Boy Scouts of America apologizes for Trump's jamboree speech

(RNN) - The Chief Scout Executive for the Boy Scouts of America apologized in a statement Thursday for the "political rhetoric" in President Donald Trump's speech at the National Jamboree.

"I want to extend my sincere apologies to those in our Scouting family who were offended by the political rhetoric that was inserted into the jamboree," Chief Michael Surbaugh said. "That was never our intent."

Presidents have been invited to speak at every jamboree since 1937.

"It is in no way an endorsement of any person, party or policies," Surbaugh said.

Trump gave a campaign-style speech to the crowd of nearly 40,000 people attending the 20th jamboree, which is held every four years. He verbally bashed his former opponent Hillary Clinton and former president Barack Obama while pushing his political agenda.
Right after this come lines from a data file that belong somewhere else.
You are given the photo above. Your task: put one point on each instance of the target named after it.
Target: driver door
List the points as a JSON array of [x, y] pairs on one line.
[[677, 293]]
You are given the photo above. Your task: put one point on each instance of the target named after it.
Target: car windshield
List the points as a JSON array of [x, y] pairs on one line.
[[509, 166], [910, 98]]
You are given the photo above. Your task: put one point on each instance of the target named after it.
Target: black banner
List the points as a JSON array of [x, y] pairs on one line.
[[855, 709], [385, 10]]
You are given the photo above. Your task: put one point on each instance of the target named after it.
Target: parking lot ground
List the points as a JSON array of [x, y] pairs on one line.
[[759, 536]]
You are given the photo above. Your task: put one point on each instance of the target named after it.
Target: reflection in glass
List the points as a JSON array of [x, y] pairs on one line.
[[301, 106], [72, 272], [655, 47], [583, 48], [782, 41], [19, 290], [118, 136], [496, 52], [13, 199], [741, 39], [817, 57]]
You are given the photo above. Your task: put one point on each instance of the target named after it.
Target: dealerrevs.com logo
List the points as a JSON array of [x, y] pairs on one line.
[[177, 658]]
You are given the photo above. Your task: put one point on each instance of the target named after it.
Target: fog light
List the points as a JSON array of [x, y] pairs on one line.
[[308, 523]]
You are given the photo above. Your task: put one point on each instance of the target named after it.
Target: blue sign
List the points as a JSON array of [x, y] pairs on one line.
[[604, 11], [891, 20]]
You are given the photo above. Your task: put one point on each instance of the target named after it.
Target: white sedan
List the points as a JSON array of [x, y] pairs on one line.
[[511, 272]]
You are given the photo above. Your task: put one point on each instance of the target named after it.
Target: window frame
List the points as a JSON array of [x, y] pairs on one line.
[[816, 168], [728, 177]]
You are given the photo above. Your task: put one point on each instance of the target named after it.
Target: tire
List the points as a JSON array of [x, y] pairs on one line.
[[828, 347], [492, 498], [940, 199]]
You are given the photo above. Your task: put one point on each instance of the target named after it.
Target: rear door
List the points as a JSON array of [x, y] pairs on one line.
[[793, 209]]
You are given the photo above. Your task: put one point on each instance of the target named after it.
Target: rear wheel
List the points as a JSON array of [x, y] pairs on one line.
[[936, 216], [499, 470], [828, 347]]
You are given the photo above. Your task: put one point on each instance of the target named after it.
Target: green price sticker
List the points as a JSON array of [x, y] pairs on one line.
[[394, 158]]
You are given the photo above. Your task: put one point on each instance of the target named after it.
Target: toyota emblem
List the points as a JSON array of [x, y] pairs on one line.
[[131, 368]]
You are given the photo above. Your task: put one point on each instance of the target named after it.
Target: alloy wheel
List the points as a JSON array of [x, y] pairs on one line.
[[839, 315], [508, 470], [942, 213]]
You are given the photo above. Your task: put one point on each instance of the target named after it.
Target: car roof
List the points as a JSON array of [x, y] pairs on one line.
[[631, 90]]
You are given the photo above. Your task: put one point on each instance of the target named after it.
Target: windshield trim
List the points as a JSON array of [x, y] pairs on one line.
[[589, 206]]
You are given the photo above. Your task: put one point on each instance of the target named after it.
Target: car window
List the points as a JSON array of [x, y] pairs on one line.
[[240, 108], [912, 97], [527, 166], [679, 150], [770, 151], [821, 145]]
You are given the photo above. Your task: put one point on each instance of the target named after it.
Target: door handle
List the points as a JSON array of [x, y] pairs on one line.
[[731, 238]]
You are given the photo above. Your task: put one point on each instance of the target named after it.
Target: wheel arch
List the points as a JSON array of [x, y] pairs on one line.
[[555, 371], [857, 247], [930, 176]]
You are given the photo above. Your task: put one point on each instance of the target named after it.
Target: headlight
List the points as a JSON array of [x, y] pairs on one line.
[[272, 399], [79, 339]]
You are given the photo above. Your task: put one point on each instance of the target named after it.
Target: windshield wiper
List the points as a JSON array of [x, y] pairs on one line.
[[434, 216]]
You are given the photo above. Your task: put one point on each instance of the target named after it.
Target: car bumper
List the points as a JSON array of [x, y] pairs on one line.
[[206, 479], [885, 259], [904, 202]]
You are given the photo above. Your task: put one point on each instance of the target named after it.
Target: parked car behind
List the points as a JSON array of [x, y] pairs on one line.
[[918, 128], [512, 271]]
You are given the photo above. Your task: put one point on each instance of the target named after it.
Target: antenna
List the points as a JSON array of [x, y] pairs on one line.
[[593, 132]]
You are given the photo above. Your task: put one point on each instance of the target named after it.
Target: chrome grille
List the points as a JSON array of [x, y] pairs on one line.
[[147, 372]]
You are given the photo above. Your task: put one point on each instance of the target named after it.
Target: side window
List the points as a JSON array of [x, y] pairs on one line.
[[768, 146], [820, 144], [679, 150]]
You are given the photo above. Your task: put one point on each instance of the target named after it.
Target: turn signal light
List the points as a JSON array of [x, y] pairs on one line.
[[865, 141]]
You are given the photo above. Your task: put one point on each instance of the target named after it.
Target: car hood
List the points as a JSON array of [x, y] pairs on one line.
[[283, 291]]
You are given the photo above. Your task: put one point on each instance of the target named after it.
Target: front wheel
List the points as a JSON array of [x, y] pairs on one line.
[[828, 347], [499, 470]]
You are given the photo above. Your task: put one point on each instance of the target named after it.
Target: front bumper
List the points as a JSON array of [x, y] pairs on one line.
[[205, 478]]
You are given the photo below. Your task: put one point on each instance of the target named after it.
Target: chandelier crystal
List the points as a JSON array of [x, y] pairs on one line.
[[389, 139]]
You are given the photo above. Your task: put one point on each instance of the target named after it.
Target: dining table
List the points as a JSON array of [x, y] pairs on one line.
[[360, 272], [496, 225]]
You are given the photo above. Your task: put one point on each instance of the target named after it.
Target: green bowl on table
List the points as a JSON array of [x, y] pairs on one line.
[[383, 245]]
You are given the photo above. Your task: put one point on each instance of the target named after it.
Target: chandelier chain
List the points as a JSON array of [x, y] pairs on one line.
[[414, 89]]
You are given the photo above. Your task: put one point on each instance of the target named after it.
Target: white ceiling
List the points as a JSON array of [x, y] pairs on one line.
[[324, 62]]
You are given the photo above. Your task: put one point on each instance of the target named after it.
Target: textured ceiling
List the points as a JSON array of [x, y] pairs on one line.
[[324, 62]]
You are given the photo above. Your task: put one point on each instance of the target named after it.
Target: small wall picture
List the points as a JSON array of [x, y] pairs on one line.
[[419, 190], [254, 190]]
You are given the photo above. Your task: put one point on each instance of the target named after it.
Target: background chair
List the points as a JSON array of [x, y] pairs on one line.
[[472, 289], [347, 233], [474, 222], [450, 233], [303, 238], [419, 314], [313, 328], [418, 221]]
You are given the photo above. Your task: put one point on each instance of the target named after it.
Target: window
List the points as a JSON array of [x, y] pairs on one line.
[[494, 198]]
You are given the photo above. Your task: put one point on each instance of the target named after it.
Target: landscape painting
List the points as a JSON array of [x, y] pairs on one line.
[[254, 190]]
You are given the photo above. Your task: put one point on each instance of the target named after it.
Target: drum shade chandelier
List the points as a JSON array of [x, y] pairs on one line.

He also joked he would fire Health and Human Services Secretary Tom Price if Obamacare wasn't repealed. Much of the crowd responded with cheers for the president and boos for the mention of Obama.

"I go to Washington, and I see all the politicians and I see the swamp," Trump said. "And it's not a good place. In fact today, I said we ought to change it from the word 'swamp' to the word 'cesspool,' or perhaps, to the word 'sewer.' But it's not good."

Surbaugh called it a "challenging time in a country divided along political lines." But he said the Scouts' focus remained on teaching traits like trustworthiness, loyalty and kindness.

"As part of our program's duty to country, we teach youth to become active citizens, to participate in their government, respect the variety of perspectives and to stand up for individual rights," Surbaugh said.

Boy Scouts of America president Randall Stephenson told the Associated Press on Wednesday that he was not surprised the president's comments were controversial, but the organization felt obliged to invite him out of respect for the office.

The Boy Scouts even issued guidelines before the speech to adult staff on how the audience should react.

"Anyone knows his speeches get highly political; we anticipated that this could be the case," Stephenson said to the AP. "Do I wish the president hadn't gone there and hadn't been political? Of course."